В соответствии с обстановкой командный пункт армии был перенесен на восток, на станцию Гумрак западнее Сталинграда. Командующий и начальник штаба вылетели в Нижнечирскую на Дону, чтобы на месте руководить созданием Западного и Юго-Западного фронтов. Тогда еще считали, что наступать следует на запад, чтобы предупредить вклинение сил противника.

Первый приказ главного командования сухопутных сил (ОКХ), изданный вечером 21 ноября, гласил: Сталинград и фронт на Волге надо удержать, а к западу от Дона для контрнаступления следует сосредоточить крупные силы[414]. Когда вечером того же дня генерал Шмидт в телефонном разговоре с начальником штаба группы армий «Б» генералом фон Зоденштерном сказал, что положение 3-й румынской армии катастрофическое, Зоденштерн ответил: «Вам придется самим выходить из этого положения»[415].

Если было решено выиграть время путем создания круговой обороны, то необходимым становилось снабжение армии по воздуху. Возможность длительного снабжения по воздуху исключали все ответственные начальники военновоздушных сил, начиная с генерал-полковника барона фон Рихтгофена!

22 ноября 1942 года генерал-полковник Гот, командующий разбитой 4-й танковой армией и 4-й румынской армией, направился в Нижнечирскую, в ставку группы армий «Б». В результате советского наступления его войска оказались оттеснены в двух направлениях. 21 ноября IV корпус генерала инженерных войск Енеке[416] был подчинен 6-й армии и отведен на северо-запад. 4-я румынская армия отступила в Калмыцкие степи, на юго-юго-запад. 22 ноября

1942 года в районе между Мариновкой и Калачом-на-Дону соединились два советских танковых отряда, насчитывавшие около 100 танков. (Согласно советским данным, это соединение произошло только 23 ноября в 16:30.)

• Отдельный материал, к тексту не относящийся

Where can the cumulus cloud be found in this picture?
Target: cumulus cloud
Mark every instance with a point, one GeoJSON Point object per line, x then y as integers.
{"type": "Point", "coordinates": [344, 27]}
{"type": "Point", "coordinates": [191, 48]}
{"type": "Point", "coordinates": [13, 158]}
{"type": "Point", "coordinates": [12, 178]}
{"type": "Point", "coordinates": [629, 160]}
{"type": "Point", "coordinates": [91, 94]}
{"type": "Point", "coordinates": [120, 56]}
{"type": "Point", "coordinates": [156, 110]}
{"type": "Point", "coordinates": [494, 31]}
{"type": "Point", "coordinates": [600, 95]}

Около 14 часов 22 ноября 1942 года генерал Паулюс и его начальник штаба вместе с полевым управлением штаба 6-й армии сели в самолет и вылетели из Нижнечирской на новый командный пункт армии на станции Гумрак, северо-западнее Сталинграда. Выяснилось, что нет никакой возможности удержать позиции к западу от Дона, где находились XI армейский корпус и XIV танковый корпус, не говоря уже об эффективном контрнаступлении. Вопреки директиве ОКХ оба корпуса надо было отводить на восточный берег Дона.

Во второй половине дня 22 ноября поступил новый приказ ОКХ: держаться и ожидать дальнейших приказов[417].

По этому поводу генерал Паулюс сказал начальнику своего штаба генерал-майору Шмидту: «У нас есть время обдумать наше решение, и давайте сделаем это по отдельности. Вы придете ко мне через час и доложите свою точку зрения»[418].

Командующий и начальник штаба 6-й армии были единодушны: оставалось только одно – прорываться на юго-запад, отвести и перегруппировать сражающиеся к востоку от Дона войска на запад от этой реки, чтобы избежать окружения.

В ответ на это решение Гитлер вечером 22 ноября 1942 года еще раз приказал держаться на прежних позициях в ожидании особых директив по поводу дальнейших действий. Вечером 22 ноября Гитлер поездом прибыл из Оберзальцберга в Лейпциг, а 23-го числа самолетом вылетел в свою ставку в Восточной Пруссии.

23 ноября 1942 года начальник Генерального штаба сухопутных сил генерал Цейцлер передал майору Целестину фон Цицевицу приказ вместе с отделением радиосвязи полка связи штаба вылететь в Сталинград, в окруженную 6-ю армию. «От Вас я хочу, чтобы Вы как можно быстрее наладили непосредственную связь. Другого задания у Вас нет. Поводов для беспокойства нет, генерал Паулюс сделает все наилучшим образом…»[419]

Генерал Цейцлер, командующий группой армий «Б» генерал-полковник барон фон Вейхс и начальник его штаба генерал фон Зоденштерн, командующий 6-й армией генерал Паулюс и начальник его штаба генерал-майор Шмидт, по существу, придерживались единого мнения. Существовало только одно решение – прорыв 6-й армии из окружения и отход на линию Дон – Чир. Поскольку приказ о прорыве был отдан 24 ноября, в 6-й армии предполагали начать прорыв 27 ноября.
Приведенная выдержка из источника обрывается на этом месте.